The user may not, either directly or indirectly, allow other persons to use their credentials (user name/password, ssh keys, etc.), nor may they use any of the credentials of another person.

The use of shared user names is to be avoided whenever possible.

The user of a user account is its owner, responsible for both the use of the user account and all actions conducted with it.

4.7. Passwords

Users must follow these best practices concerning security when selecting and using passwords:

Passwords may not be disclosed to other persons.
Passwords must not be written down in plain text.
Each user may only use the credentials assigned to them individually.
Personal passwords must be stored using a password manager. See Password Managers for a list of recommended password manager.
Personal passwords created by the user may not be passed on in any way (verbally, in writing or electronic form, etc.).
Passwords must be changed if there is any indication that the passwords or system may have been compromised - in which case a security incident must be reported.
Secure passwords can either be chosen by the user or generated:
- Requirement for a self-selected password:
  - Length of at least 12 characters. If the User has elevated rights at least 18 characters.
  - At least three out of the following four groups of characters must be represented: digits, upper case letters, lower case letters, special characters.
  - Passwords must not contain any personal data (for example date of birth, address, names of family members, etc.).
- Generated passwords:
  - Passwords can be generated using the methods provided in Generate a Password.
Personal passwords that protect publicly available services should be changed every 12 months. The last three passwords must not be reused.
The CISO may order passwords to be changed at any time.
Passwords not set by the user must be changed the first time the user logs on to a system.
Passwords used for private purposes must not be used for business purposes and vice versa.
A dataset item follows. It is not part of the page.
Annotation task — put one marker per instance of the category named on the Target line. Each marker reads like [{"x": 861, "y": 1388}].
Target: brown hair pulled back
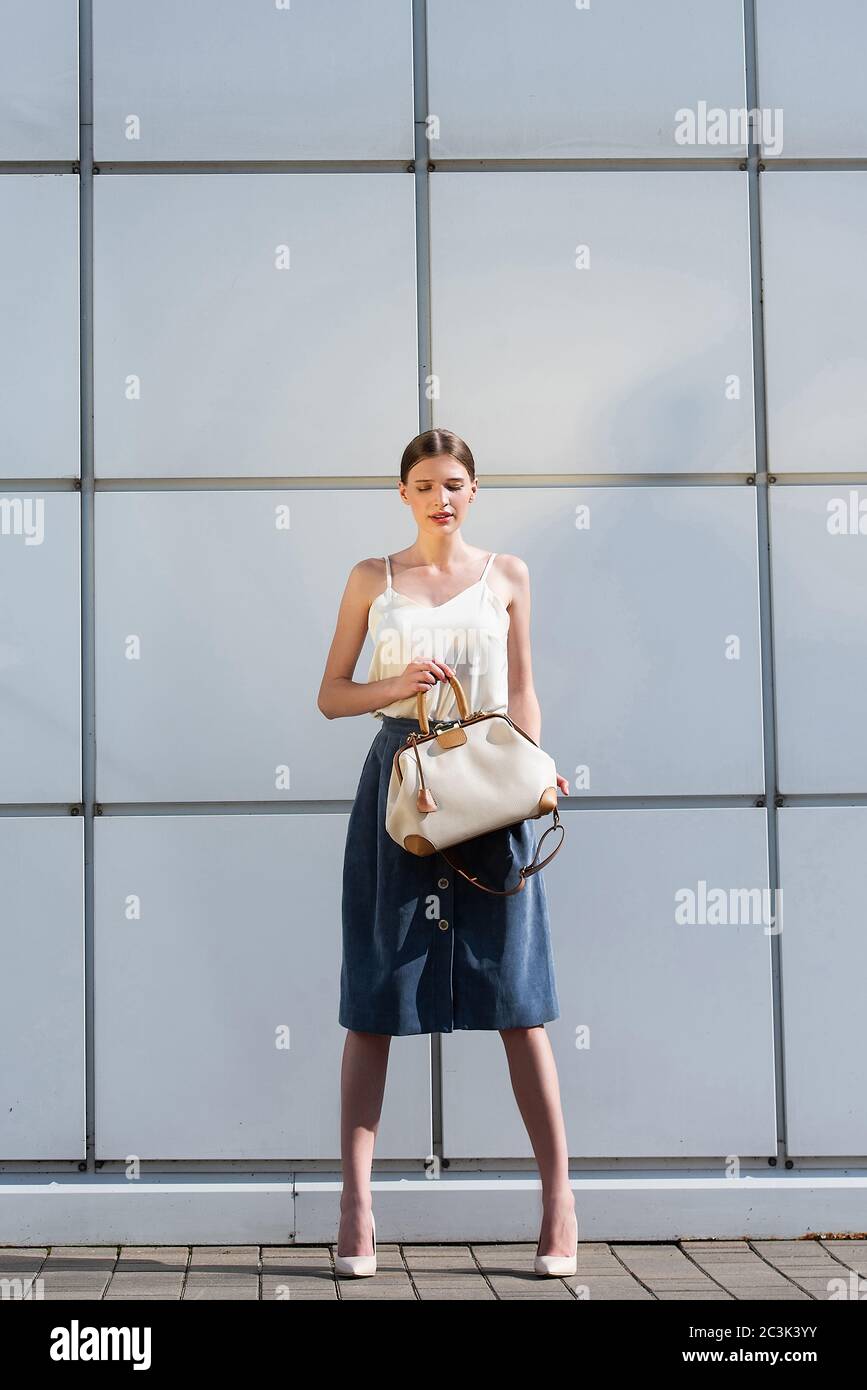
[{"x": 432, "y": 442}]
4.8. Email and Other Methods for Exchanging Messages

According to the Information Classification Policy, management determines the communication channels that may be used for each type of data. Means of communication are documented in the handbook page Communication Channels.

When sending a confidential message, the user must protect it according to the Information Classification Policy. For acceptable methods of transferring confidential messages, see "How to transfer data securely".

Decisions and important information from chat must be documented in an appropriate system because information in the chat system is meant to be short-lived. Chat accounts from former employees are deleted after 6 months and therefore chat history won’t be a reliable source of truth.

4.9. Paper and ePaper Notebooks

Paper notebooks with work notes must be secured similarly to your laptop.

ePaper notebooks must have a PIN set.

Loss or theft of a notebook must be reported to the ISMS work group.

5. Equipment

5.1. Personal Device

Each employee gets a VSHN-issued personal work device according to Personal Hardware Budget.

5.2. Warranty and Repairs

Warranty and repairs are handled through purchases according to Personal Hardware Budget.

Confidential information (for example unencrypted disks) must be removed before repair.

After maintenance, the equipment must be checked for signs of tampering before putting it back into service.

If the equipment cannot be repaired, follow the disposal and destruction policy.

5.3. Taking Assets Off-Site

If an employee takes information assets or mobile devices outside the VSHN AG premises, the employee is fully responsible for their secure storage and monitoring.

5.4. Assets Return Policy Upon Contract Termination

Upon termination of employment or any other contract, all assets, including equipment, software, or information, must be returned to VSHN.

The off-boarding process is led by people operations.

Departing employees who want to keep their device as per the Personal Hardware Budget must provide evidence that all data owned by VSHN has been removed.

5.5. Internet Usage

Internet in the VSHN office is provided primarily for work-related purposes. It isn’t specially secured and all employees have to use it responsibly. All VSHN services are in the cloud and all connections to these services are encrypted.

The office WiFi is for use by VSHN employees only. For mobile phones the guest network should be used.

The user is responsible for all possible consequences that may result from unauthorized or inappropriate use of Internet services or content.

5.6. Web Filter

Users must use content blocking for their browser, for example installing content blockers according to advice of Corporate IT to reduce the risk of being compromised by malware. ^[6]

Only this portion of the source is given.